La EHA ha ufficialmente riconosciuto il percorso diagnostico di questo centro come un modello esemplare, innovativo e operativo, sottolineando la qualità scientifica e clinica applicata alla leucemia mieloide acuta. Venticinque operatori sanitari selezionati, tra medici, biologi e biotecnologi con esperienza specifica, stanno seguendo un percorso formativo avanzato, mirato a sviluppare competenze integrate che spaziano dalla citomorfologia tradizionale fino alle tecnologie di Next Generation Sequencing.
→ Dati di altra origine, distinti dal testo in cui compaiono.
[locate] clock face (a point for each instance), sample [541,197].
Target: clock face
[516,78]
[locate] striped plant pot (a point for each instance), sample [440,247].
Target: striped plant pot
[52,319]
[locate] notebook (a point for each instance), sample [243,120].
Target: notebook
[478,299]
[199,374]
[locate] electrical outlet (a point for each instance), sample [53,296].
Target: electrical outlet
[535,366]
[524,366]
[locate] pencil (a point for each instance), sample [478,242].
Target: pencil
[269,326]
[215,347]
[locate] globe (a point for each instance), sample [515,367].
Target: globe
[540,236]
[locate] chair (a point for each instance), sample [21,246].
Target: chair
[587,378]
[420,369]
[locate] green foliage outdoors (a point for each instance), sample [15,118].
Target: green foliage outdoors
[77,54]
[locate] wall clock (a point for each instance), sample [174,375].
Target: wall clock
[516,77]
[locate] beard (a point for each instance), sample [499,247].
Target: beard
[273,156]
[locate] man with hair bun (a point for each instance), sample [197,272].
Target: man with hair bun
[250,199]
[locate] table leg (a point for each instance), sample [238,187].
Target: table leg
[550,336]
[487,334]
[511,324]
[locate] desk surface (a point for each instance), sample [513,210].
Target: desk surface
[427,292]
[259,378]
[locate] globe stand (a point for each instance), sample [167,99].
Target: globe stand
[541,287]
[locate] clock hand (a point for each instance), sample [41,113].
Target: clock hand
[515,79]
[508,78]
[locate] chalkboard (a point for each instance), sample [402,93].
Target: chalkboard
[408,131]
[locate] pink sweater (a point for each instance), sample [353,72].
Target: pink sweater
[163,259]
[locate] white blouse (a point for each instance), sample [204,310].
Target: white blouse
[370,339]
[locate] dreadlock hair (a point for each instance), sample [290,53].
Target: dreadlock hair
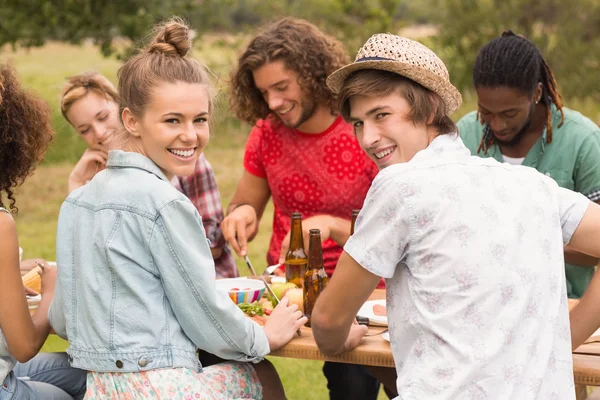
[513,61]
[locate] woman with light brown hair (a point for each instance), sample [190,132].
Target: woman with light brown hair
[90,103]
[136,293]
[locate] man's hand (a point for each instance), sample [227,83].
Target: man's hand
[357,332]
[91,162]
[322,222]
[238,226]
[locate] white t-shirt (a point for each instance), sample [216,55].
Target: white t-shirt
[472,253]
[513,160]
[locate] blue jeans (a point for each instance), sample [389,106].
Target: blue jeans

L’apertura ufficiale è stata affidata al direttore generale Antonio D’Urso, accompagnato dalla direttrice sanitaria Simona Carosati, che ha ribadito l’orgoglio per il ruolo internazionale del dipartimento ematologico guidato dalla prof.ssa Martelli, evidenziandone la capacità di coniugare ricerca, formazione e assistenza clinica di alto livello. In collegamento remoto, la Presidente della Regione Umbria Stefania Proietti ha portato il saluto istituzionale e l’incoraggiamento ai partecipanti.
Il programma prevede lezioni frontali di esperti di fama internazionale, tra cui i proff. Cristina Mecucci, Jordi Esteve e Francesco Buccisano, integrate da sessioni pratiche supportate da tutor qualificati. L’obiettivo è offrire una panoramica dettagliata e innovativa dei moderni strumenti diagnostici per garantire diagnosi puntuali e personalizzate, essenziali nella gestione della leucemia acuta, confermando il laboratorio di Perugia come riferimento europeo nell’ematologia di precisione.